Are these differences just kind of interesting, or do they really matter? Ignoring these differences risks masking that an intervention that is cost-effective on average for a population, may not be cost-effective for specific population subgroups. Or vice versa. A decision-making agency might decide to fund an intervention for everyone, without realising it’s only cost-effective for some. Or decide not to fund an intervention for anyone, without realising it’s actually cost-effective for some.
Of course there are clearly many other considerations that policy-makers need to consider when deciding about new interventions, such as public acceptability, impact on inequalities, feasibility, upfront cost, etc. But cost-effectiveness is an important factor, and usually the one we know the least about.

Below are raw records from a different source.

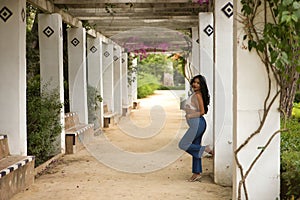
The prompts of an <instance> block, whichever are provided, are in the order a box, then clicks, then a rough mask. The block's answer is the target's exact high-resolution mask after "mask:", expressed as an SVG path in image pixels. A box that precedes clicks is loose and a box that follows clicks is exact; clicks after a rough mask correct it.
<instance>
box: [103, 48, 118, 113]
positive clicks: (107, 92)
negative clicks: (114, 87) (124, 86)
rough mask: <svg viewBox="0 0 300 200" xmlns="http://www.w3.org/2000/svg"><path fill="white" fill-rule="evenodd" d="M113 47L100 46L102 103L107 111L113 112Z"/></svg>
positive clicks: (113, 77) (113, 75)
mask: <svg viewBox="0 0 300 200" xmlns="http://www.w3.org/2000/svg"><path fill="white" fill-rule="evenodd" d="M113 48H114V45H113V44H106V43H103V45H102V49H103V50H102V55H103V59H102V62H103V63H102V66H103V103H104V104H107V107H108V109H109V111H112V112H114V110H115V109H114V85H115V81H114V71H113V62H114V60H113V55H114V49H113Z"/></svg>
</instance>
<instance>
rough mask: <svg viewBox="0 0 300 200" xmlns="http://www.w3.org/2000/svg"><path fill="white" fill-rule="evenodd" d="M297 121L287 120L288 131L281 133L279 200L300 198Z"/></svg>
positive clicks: (299, 170)
mask: <svg viewBox="0 0 300 200" xmlns="http://www.w3.org/2000/svg"><path fill="white" fill-rule="evenodd" d="M299 119H300V118H299ZM299 119H297V118H292V119H289V120H288V121H287V128H288V131H287V132H283V133H281V173H280V174H281V199H298V198H300V123H299Z"/></svg>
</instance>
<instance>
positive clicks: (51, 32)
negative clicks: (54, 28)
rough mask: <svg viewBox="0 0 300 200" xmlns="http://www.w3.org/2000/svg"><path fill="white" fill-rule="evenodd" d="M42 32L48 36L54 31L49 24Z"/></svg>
mask: <svg viewBox="0 0 300 200" xmlns="http://www.w3.org/2000/svg"><path fill="white" fill-rule="evenodd" d="M43 33H44V34H45V35H46V36H47V37H50V36H51V35H52V34H53V33H54V30H53V29H52V28H51V27H50V26H47V27H46V28H45V29H44V30H43Z"/></svg>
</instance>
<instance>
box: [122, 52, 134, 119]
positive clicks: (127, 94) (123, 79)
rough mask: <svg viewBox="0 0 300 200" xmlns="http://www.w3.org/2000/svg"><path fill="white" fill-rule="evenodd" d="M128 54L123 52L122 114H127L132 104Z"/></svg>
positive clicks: (122, 75) (122, 62)
mask: <svg viewBox="0 0 300 200" xmlns="http://www.w3.org/2000/svg"><path fill="white" fill-rule="evenodd" d="M128 87H129V84H128V55H127V53H122V107H123V113H122V115H124V116H125V115H126V114H127V113H128V110H129V109H130V107H132V104H130V103H129V93H128V92H129V91H128V89H129V88H128Z"/></svg>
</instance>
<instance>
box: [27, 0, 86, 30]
mask: <svg viewBox="0 0 300 200" xmlns="http://www.w3.org/2000/svg"><path fill="white" fill-rule="evenodd" d="M27 2H29V3H30V4H31V5H33V6H34V7H36V8H38V9H40V10H42V11H43V12H45V13H59V14H60V15H61V17H62V20H63V21H64V22H65V23H67V24H69V25H71V26H74V27H82V22H81V21H80V20H79V19H78V18H76V17H73V16H72V15H70V14H69V13H67V12H65V11H63V10H61V9H59V8H57V7H55V5H54V4H53V3H52V2H51V1H49V0H27Z"/></svg>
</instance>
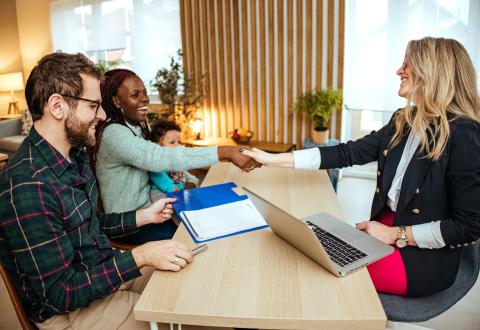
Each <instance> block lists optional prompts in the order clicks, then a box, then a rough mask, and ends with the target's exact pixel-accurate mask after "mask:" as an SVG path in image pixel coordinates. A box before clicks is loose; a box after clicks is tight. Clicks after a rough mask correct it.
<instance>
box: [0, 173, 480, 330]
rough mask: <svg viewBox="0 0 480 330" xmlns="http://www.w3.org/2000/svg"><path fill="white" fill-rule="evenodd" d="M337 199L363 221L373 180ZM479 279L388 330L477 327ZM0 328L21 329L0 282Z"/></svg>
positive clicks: (454, 328)
mask: <svg viewBox="0 0 480 330" xmlns="http://www.w3.org/2000/svg"><path fill="white" fill-rule="evenodd" d="M337 190H338V192H337V194H338V200H339V202H340V205H341V207H342V210H343V213H344V216H345V218H346V219H347V221H348V222H349V223H351V224H355V223H357V222H359V221H361V220H366V219H368V217H369V213H370V203H371V200H372V196H373V193H374V190H375V181H374V180H370V179H359V178H351V177H343V178H342V179H341V180H340V181H339V183H338V188H337ZM479 302H480V281H477V283H476V284H475V286H474V287H473V288H472V290H470V292H469V293H468V294H467V295H466V296H465V297H464V298H463V299H462V300H460V301H459V302H458V303H457V304H456V305H455V306H453V307H452V308H451V309H450V310H448V311H446V312H445V313H443V314H442V315H440V316H438V317H436V318H434V319H431V320H429V321H427V322H422V323H418V324H405V323H395V322H390V323H389V325H388V329H391V330H428V329H435V330H451V329H455V330H475V329H477V330H480V313H478V304H479ZM0 329H5V330H6V329H8V330H15V329H21V327H20V324H19V323H18V320H17V318H16V315H15V312H14V310H13V307H12V305H11V303H10V299H9V297H8V293H7V292H6V290H5V286H4V285H3V281H1V283H0Z"/></svg>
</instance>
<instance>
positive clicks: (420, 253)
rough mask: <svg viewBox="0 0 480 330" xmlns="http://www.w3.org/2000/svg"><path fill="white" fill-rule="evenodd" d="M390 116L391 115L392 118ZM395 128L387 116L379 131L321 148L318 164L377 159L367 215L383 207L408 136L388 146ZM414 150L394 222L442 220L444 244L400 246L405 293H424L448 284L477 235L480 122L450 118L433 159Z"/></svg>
mask: <svg viewBox="0 0 480 330" xmlns="http://www.w3.org/2000/svg"><path fill="white" fill-rule="evenodd" d="M392 118H393V117H392ZM394 132H395V127H394V124H393V121H392V119H391V120H390V122H389V123H388V124H387V125H385V126H384V127H382V128H381V129H380V130H379V131H373V132H372V133H370V134H369V135H367V136H365V137H363V138H361V139H359V140H356V141H349V142H347V143H342V144H339V145H337V146H332V147H320V153H321V165H320V168H323V169H327V168H337V167H340V168H341V167H346V166H352V165H362V164H366V163H370V162H373V161H378V170H377V188H376V191H375V195H374V198H373V203H372V210H371V219H372V220H375V217H377V216H378V214H379V213H380V211H381V210H382V209H383V208H384V207H386V206H387V204H386V202H387V198H388V197H387V194H388V191H389V189H390V187H391V185H392V180H393V178H394V176H395V172H396V170H397V166H398V163H399V162H400V158H401V156H402V153H403V150H404V148H405V144H406V141H407V138H408V134H409V130H406V131H405V133H404V136H403V139H402V141H401V142H400V143H399V144H398V145H397V146H395V147H393V148H389V142H390V139H391V138H392V136H393V134H394ZM424 156H425V153H423V152H421V151H420V147H419V148H418V149H417V151H416V153H415V155H414V156H413V158H412V160H411V161H410V163H409V165H408V167H407V170H406V172H405V175H404V178H403V181H402V187H401V191H400V196H399V200H398V205H397V210H396V214H395V218H394V226H409V225H416V224H422V223H428V222H430V221H437V220H442V222H441V226H440V228H441V233H442V237H443V239H444V241H445V243H446V244H447V246H445V247H444V248H441V249H420V248H418V247H413V246H408V247H405V248H403V249H400V252H401V254H402V258H403V262H404V265H405V270H406V273H407V286H408V294H409V295H423V294H428V293H432V292H436V291H440V290H443V289H445V288H447V287H449V286H450V285H451V284H452V283H453V281H454V279H455V275H456V273H457V270H458V264H459V260H460V253H461V250H462V247H463V246H466V245H468V244H471V243H474V242H475V241H476V240H478V239H479V238H480V125H479V123H477V122H475V121H472V120H470V119H466V118H457V119H455V120H453V121H451V122H450V136H449V139H448V142H447V146H446V149H445V151H444V152H443V154H442V156H441V157H440V159H439V160H438V161H432V160H430V159H426V158H424Z"/></svg>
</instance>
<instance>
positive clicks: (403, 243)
mask: <svg viewBox="0 0 480 330" xmlns="http://www.w3.org/2000/svg"><path fill="white" fill-rule="evenodd" d="M395 244H396V245H397V246H398V247H399V248H404V247H405V246H407V240H406V239H403V238H399V239H397V242H396V243H395Z"/></svg>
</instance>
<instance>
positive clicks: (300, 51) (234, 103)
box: [180, 0, 345, 146]
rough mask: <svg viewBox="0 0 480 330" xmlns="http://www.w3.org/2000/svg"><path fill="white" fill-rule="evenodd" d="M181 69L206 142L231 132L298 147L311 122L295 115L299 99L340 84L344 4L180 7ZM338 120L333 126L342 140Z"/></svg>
mask: <svg viewBox="0 0 480 330" xmlns="http://www.w3.org/2000/svg"><path fill="white" fill-rule="evenodd" d="M180 5H181V10H180V12H181V14H180V16H181V22H182V45H183V47H182V48H183V52H184V66H185V69H186V72H187V73H190V74H192V73H193V77H194V78H195V79H196V80H197V81H198V80H199V79H200V77H202V76H204V77H205V81H206V84H205V85H206V91H207V94H206V97H205V100H204V105H203V108H202V109H201V111H200V114H201V115H202V117H203V120H204V132H203V133H204V135H205V136H220V137H226V136H227V134H228V132H230V131H232V130H233V129H234V128H239V127H245V128H248V129H250V130H252V131H254V132H255V139H257V140H263V141H270V142H285V143H287V142H288V143H290V142H293V143H297V146H299V145H300V144H301V141H303V139H304V138H306V137H309V136H310V132H311V122H310V121H309V120H308V119H307V118H305V117H304V116H302V115H299V114H292V112H291V109H292V104H293V103H294V101H295V99H296V98H297V96H298V95H300V94H302V93H303V92H304V91H307V90H311V89H314V88H317V87H327V86H328V87H338V88H341V87H342V84H343V80H342V76H343V49H344V46H343V39H344V10H345V9H344V8H345V6H344V0H278V1H277V0H245V1H241V0H222V1H216V0H180ZM340 117H341V114H340V113H337V114H336V116H334V118H333V119H332V124H331V131H332V135H333V136H337V137H338V135H339V133H340V124H341V118H340Z"/></svg>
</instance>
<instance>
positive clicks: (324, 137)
mask: <svg viewBox="0 0 480 330" xmlns="http://www.w3.org/2000/svg"><path fill="white" fill-rule="evenodd" d="M329 135H330V130H329V129H328V128H325V129H323V130H317V129H314V130H313V132H312V140H313V143H315V144H326V143H327V142H328V137H329Z"/></svg>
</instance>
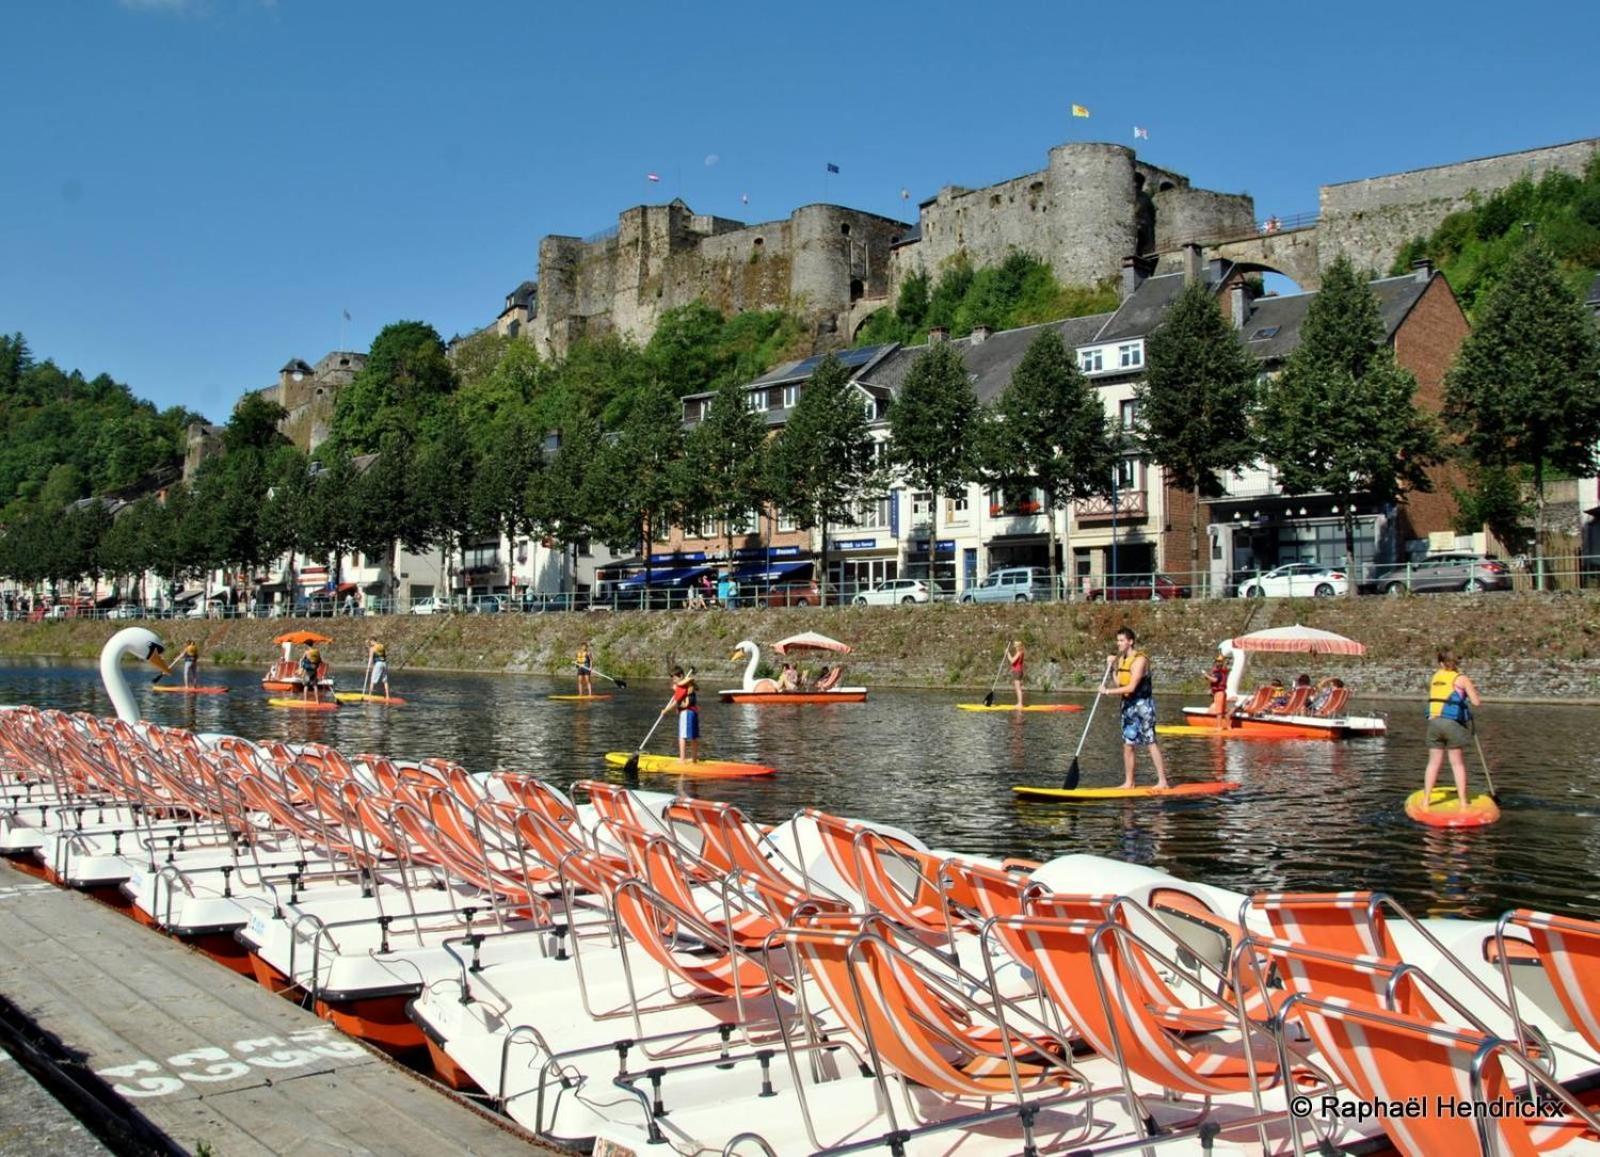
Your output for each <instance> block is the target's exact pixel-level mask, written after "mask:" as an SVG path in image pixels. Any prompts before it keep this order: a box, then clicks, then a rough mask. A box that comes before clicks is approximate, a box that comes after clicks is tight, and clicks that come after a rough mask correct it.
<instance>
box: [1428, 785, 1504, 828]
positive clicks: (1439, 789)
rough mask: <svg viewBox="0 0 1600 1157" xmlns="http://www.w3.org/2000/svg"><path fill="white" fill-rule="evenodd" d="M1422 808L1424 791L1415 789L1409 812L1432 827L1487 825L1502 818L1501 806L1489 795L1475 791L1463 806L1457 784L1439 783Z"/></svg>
mask: <svg viewBox="0 0 1600 1157" xmlns="http://www.w3.org/2000/svg"><path fill="white" fill-rule="evenodd" d="M1429 805H1430V807H1429V808H1427V810H1426V811H1424V810H1422V792H1421V791H1414V792H1411V794H1410V795H1406V799H1405V813H1406V816H1410V818H1411V819H1414V821H1418V823H1419V824H1427V826H1429V827H1483V826H1485V824H1493V823H1494V821H1496V819H1499V807H1496V803H1494V800H1491V799H1490V797H1488V795H1474V797H1472V799H1470V800H1467V805H1466V807H1461V800H1459V799H1458V797H1456V789H1454V787H1435V789H1434V794H1432V795H1430V797H1429Z"/></svg>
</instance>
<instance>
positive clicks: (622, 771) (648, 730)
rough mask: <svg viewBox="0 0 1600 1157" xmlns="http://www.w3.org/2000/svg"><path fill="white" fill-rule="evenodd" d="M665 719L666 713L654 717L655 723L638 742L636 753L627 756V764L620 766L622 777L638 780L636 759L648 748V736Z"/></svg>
mask: <svg viewBox="0 0 1600 1157" xmlns="http://www.w3.org/2000/svg"><path fill="white" fill-rule="evenodd" d="M666 717H667V712H661V714H659V715H656V722H654V723H651V725H650V730H648V731H645V738H643V739H642V741H640V744H638V751H635V752H634V754H632V755H629V757H627V763H624V765H622V775H626V776H627V778H629V779H637V778H638V757H640V755H643V754H645V747H648V746H650V736H653V735H654V733H656V728H658V727H661V720H664V719H666Z"/></svg>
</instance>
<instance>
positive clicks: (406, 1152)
mask: <svg viewBox="0 0 1600 1157" xmlns="http://www.w3.org/2000/svg"><path fill="white" fill-rule="evenodd" d="M0 994H5V999H6V1002H8V1003H10V1007H11V1010H13V1015H21V1016H24V1018H27V1021H29V1023H30V1026H32V1031H34V1032H37V1034H38V1035H43V1037H45V1039H51V1037H53V1039H54V1040H56V1042H59V1048H56V1050H54V1051H56V1055H58V1056H59V1058H61V1067H62V1069H64V1071H67V1072H69V1075H72V1077H74V1079H75V1080H78V1083H86V1085H96V1083H101V1082H102V1087H104V1088H106V1090H107V1096H106V1099H107V1101H109V1104H110V1112H112V1114H115V1112H122V1114H125V1115H128V1117H131V1119H133V1122H134V1125H136V1127H138V1125H141V1123H147V1125H149V1128H150V1130H154V1131H155V1133H157V1135H158V1139H160V1138H165V1141H166V1144H168V1146H170V1147H174V1149H184V1151H189V1152H197V1151H210V1152H213V1154H219V1155H221V1154H226V1155H227V1157H256V1155H262V1154H333V1152H338V1154H418V1155H419V1157H421V1155H422V1154H427V1155H429V1157H434V1155H437V1154H442V1152H459V1154H528V1152H536V1151H539V1149H541V1146H538V1144H534V1143H531V1141H525V1139H523V1138H522V1136H520V1135H518V1133H517V1131H514V1130H512V1128H509V1127H507V1125H506V1123H504V1122H502V1120H501V1119H496V1117H491V1115H488V1114H485V1112H480V1111H478V1109H475V1107H472V1106H469V1104H464V1103H461V1101H459V1099H454V1098H451V1096H448V1095H446V1093H443V1091H440V1090H437V1088H434V1087H430V1085H427V1083H424V1082H422V1080H419V1079H418V1077H414V1075H413V1074H410V1072H406V1071H405V1069H402V1067H398V1066H395V1064H394V1063H390V1061H389V1059H387V1058H382V1056H379V1055H378V1053H373V1051H368V1050H366V1048H363V1047H362V1045H357V1043H355V1042H352V1040H350V1039H347V1037H344V1035H342V1034H339V1032H338V1031H336V1029H333V1027H331V1026H330V1024H326V1023H325V1021H320V1019H318V1018H317V1016H314V1015H312V1013H309V1011H306V1010H302V1008H298V1007H296V1005H293V1003H290V1002H288V1000H283V999H280V997H274V995H272V994H269V992H266V991H264V989H261V987H259V986H256V984H251V983H250V981H246V979H243V978H240V976H235V975H234V973H230V971H227V970H224V968H219V967H218V965H214V963H213V962H211V960H208V959H205V957H203V955H200V954H198V952H192V951H189V949H187V947H184V946H182V944H179V943H176V941H171V939H166V938H163V936H160V935H157V933H154V931H150V930H149V928H142V927H139V925H138V923H134V922H133V920H128V919H126V917H122V915H118V914H115V912H112V911H110V909H107V907H102V906H101V904H98V903H94V901H93V899H90V898H86V896H82V895H77V893H70V891H62V890H59V888H53V887H50V885H42V883H38V882H37V880H34V879H30V877H27V875H24V874H21V872H18V871H16V869H13V867H10V866H8V864H0ZM0 1056H3V1055H0ZM6 1067H10V1069H18V1067H19V1066H16V1064H14V1063H11V1061H8V1059H6V1061H0V1069H6ZM24 1075H26V1074H24ZM94 1077H98V1079H99V1080H98V1082H96V1080H94ZM29 1083H30V1082H29ZM8 1096H16V1098H27V1096H43V1093H42V1090H38V1088H37V1085H35V1087H34V1088H32V1090H29V1088H26V1087H24V1085H22V1082H19V1080H13V1074H6V1072H0V1157H13V1155H21V1154H29V1155H32V1154H43V1152H74V1154H75V1152H80V1151H78V1149H58V1146H56V1144H53V1143H51V1141H50V1139H46V1138H45V1136H43V1135H42V1133H40V1127H38V1125H35V1123H34V1122H35V1117H34V1114H32V1112H29V1111H24V1112H19V1114H13V1112H10V1111H8V1107H10V1106H8V1101H6V1098H8ZM46 1101H48V1098H46ZM54 1107H56V1111H58V1112H59V1106H54ZM141 1119H142V1122H141ZM16 1125H21V1128H24V1130H26V1131H24V1133H21V1135H18V1136H14V1138H13V1136H11V1133H14V1131H16ZM46 1128H58V1125H56V1123H50V1125H46ZM59 1128H66V1125H59ZM88 1141H90V1143H93V1138H88ZM8 1146H10V1147H8ZM157 1147H158V1146H157ZM82 1152H85V1154H93V1152H98V1149H96V1147H93V1144H90V1146H86V1147H83V1149H82Z"/></svg>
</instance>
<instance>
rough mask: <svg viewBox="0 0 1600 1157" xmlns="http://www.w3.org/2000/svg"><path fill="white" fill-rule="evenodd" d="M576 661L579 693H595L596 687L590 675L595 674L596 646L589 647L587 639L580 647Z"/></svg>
mask: <svg viewBox="0 0 1600 1157" xmlns="http://www.w3.org/2000/svg"><path fill="white" fill-rule="evenodd" d="M574 663H576V664H578V693H579V695H582V696H590V695H594V693H595V688H594V680H592V679H590V675H592V674H594V669H595V653H594V648H592V647H589V640H587V639H586V640H584V642H582V645H581V647H579V648H578V656H576V659H574Z"/></svg>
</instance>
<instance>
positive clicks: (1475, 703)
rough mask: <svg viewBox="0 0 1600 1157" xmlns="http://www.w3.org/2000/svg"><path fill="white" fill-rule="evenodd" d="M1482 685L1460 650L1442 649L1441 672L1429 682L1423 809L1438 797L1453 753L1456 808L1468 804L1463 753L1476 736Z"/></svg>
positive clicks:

Neither are we saying that this is easy. For example, many people – and Government Agencies and rights-based approaches – argue we should not discriminate by age. But our society still does it ‘under the radar’ at the bed-side (eg families requesting that their elderly parent not receive an invasive procedure). Sometimes we do it ‘on the radar’ in some policies (eg screening programmes are only offered to the ‘sweet spot’ age range of maximal cost-effectiveness). But there are many instances where we do not consider population sub-group ability to cost-effectively benefit eg, all New Zealanders get emergency care after an injury – no matter age or other pre-existing health problems.
With a finite budget, when something gets funded, something else doesn’t. In clinical practice, personalised medicine means that medical decisions are tailored to the individual patient based on their predicted response or risk of disease. The equivalent of personalised medicine in the health policy world might just be tailoring funding decisions based on predicted ability to materially benefit, at reasonable cost. Some may call this discriminatory. Some may call this real life. Some may call this optimal, evidence-based resource allocation – and making best use of the taxpayer- funded health system. What do you think?